Krauss appears to be saying that if we do not make deliberate reference back to a former medium in our acts of creation, then we are guilty of lack of respect ...and yet is it not possible to be so inventive as to create something outside of the boundaries of a historical notion of the medium? And if not, then perhaps the whole notion of the medium of Art being a set of rules governing a virtual matrix is a tautology...it cannot help but be a true medium with historical a priori.

I can pretty well make this idea ‘work’ with a number of leading artists today, especially those working in video, and I can see how this idea has grown out of those New York based artists working within a minimalist and conceptualist framework where the ‘medium was the ‘message’...or the ‘Fact was the Form’. However, perhaps this ‘Knight’s move’ is just another
‘straight jacket’ to break out from, rather than a lovely piece of imagery to describe a path that both takes a laterally sidestepping trajectory...and yet is ultimately circular; always pointing back.

Martin Herbert of Art Monthly wrote a review of ‘Under Blue Cup’ in April 2012 where he argued that Krauss cannot see the polyvalency of many works of art today, and that indeed she is dismissive of certain types of art she does not like....those working with text for example.
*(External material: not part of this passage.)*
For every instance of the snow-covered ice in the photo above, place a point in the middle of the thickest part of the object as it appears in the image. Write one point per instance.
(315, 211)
However, Maria Walsh of Art Review reckoned that her model does provide a historically supported and open ended way forward for artists that find themselves lacking in a tradition that they can develop on from. Post Modernist ideas suggest that the picture frame or ‘support’ has now been replaced because of the extension of the boundaries of ‘What is Art’, out to the Gallery and its grounds and even beyond that; to the boundary of Life and Art. At this point it has become essential for artists to feel some security in being able to have a historically supported frame of reference; and here Krauss’s notion of the choice of an artist’s medium being like something to ‘kick off from, like the side of the pool’ is certainly rather neat. In support of this, Walsh went to several galleries and tried out looking at the work in terms of Krauss’s ‘Knight’s Move’ and claimed it worked well for her in her own interpretation and assessment of work.

So perhaps Krauss has reinvented the wheel, in a kind of revalidation of the old concept of the artist’s medium. However, it seems clear to me that many artists today are kind of lost in the sheer openness of what constitutes Art today, and a great deal of work produced today will be forgotten or remain unremarked. New boundaries need to be reestablished and values returned to. Like Krauss I feel the significance of the late 60‘s artists working with the central importance of the medium to the message, the ‘fact of the form’: This is why ultimately, I think this is an important little book.